Leases & TTL
The core idea
A distributed lock in etcd is just a key. The problem — if the server holding the lock crashes, the key is never deleted and the lock is held forever. etcd solves this with leases — every lock has a TTL and auto-expires unless the holder keeps renewing it. Crash = no more renewals = lock auto-released.
The stuck lock problem#
Server 3 acquires a lock to run a background job:
Server 3 → writes /locks/job = "server-3"
Server 3 crashes mid-job
→ /locks/job still exists
→ no other server can ever acquire it
→ job never runs again
Without a TTL, the lock is held forever. The only fix is a human manually deleting the key — not acceptable in production.
Leases — TTL on keys#
When Server 3 acquires the lock, it attaches a TTL (time-to-live) — say 10 seconds. etcd automatically deletes the key after 10 seconds unless Server 3 renews it.
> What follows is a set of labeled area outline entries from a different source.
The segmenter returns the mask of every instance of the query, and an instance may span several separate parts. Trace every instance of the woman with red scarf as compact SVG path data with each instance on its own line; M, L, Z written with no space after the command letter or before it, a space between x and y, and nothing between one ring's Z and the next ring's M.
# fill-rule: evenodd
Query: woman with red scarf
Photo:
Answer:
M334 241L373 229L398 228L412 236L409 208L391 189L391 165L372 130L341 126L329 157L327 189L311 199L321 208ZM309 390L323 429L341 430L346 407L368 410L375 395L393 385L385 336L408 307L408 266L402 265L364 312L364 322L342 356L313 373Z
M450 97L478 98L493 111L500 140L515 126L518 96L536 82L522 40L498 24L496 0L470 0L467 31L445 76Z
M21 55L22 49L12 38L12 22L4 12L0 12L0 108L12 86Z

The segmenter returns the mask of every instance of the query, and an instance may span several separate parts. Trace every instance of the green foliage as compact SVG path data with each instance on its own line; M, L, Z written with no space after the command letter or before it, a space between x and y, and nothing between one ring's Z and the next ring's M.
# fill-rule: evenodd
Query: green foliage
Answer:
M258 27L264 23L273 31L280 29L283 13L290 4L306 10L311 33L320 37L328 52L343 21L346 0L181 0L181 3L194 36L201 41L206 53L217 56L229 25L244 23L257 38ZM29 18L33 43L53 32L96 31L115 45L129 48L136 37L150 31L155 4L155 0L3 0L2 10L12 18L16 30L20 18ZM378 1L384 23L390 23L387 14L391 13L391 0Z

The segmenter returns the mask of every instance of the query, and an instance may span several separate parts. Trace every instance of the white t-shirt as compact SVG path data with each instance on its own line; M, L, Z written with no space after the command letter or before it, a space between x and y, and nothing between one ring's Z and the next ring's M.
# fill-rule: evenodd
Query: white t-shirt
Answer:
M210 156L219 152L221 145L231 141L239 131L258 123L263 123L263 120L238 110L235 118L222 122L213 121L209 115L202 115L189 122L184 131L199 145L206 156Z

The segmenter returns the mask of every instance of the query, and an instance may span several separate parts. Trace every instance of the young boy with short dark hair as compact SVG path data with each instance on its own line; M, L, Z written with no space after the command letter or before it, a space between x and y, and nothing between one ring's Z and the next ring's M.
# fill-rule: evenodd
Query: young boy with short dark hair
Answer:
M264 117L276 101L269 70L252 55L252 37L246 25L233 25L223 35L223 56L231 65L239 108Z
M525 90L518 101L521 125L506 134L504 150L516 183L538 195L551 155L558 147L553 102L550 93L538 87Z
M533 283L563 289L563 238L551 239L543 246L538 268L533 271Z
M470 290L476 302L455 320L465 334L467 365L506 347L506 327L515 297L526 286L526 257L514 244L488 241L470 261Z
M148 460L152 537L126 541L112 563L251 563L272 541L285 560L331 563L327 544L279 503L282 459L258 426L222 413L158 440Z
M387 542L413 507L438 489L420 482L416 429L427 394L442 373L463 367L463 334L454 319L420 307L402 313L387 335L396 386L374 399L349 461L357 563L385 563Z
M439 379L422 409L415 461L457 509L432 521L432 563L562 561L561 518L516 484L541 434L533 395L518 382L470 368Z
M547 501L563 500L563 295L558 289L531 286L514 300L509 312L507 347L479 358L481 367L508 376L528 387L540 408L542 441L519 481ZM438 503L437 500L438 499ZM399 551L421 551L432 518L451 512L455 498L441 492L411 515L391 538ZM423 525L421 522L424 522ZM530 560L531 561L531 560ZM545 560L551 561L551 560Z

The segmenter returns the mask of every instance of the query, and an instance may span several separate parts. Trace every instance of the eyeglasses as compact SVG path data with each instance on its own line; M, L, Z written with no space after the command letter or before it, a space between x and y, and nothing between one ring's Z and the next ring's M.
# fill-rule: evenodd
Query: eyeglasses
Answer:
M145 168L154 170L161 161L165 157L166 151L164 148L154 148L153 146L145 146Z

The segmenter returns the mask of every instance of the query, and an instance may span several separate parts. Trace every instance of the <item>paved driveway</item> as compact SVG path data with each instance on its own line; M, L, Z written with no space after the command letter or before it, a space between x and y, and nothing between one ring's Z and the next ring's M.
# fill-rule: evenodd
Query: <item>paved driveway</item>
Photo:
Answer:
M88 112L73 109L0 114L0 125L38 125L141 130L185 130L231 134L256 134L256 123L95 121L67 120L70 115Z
Server 3 keeps renewing the lease every few seconds while it is alive and working:
T=0s → Server 3 acquires /locks/job with TTL=10s
T=3s → Server 3 renews → TTL resets to 10s
T=6s → Server 3 renews → TTL resets to 10s
T=9s → Server 3 crashes ← no more renewals
T=19s → TTL expires → etcd deletes /locks/job automatically
T=19s → Server 7 acquires lock → picks up the job ✓
No human intervention. No stuck locks. The system heals itself.
What about a slow server — not crashed, just slow?#
If Server 3 is alive but its network is congested, its renewal message may arrive late. If the TTL expires before the renewal gets through — etcd deletes the key and another server acquires the lock.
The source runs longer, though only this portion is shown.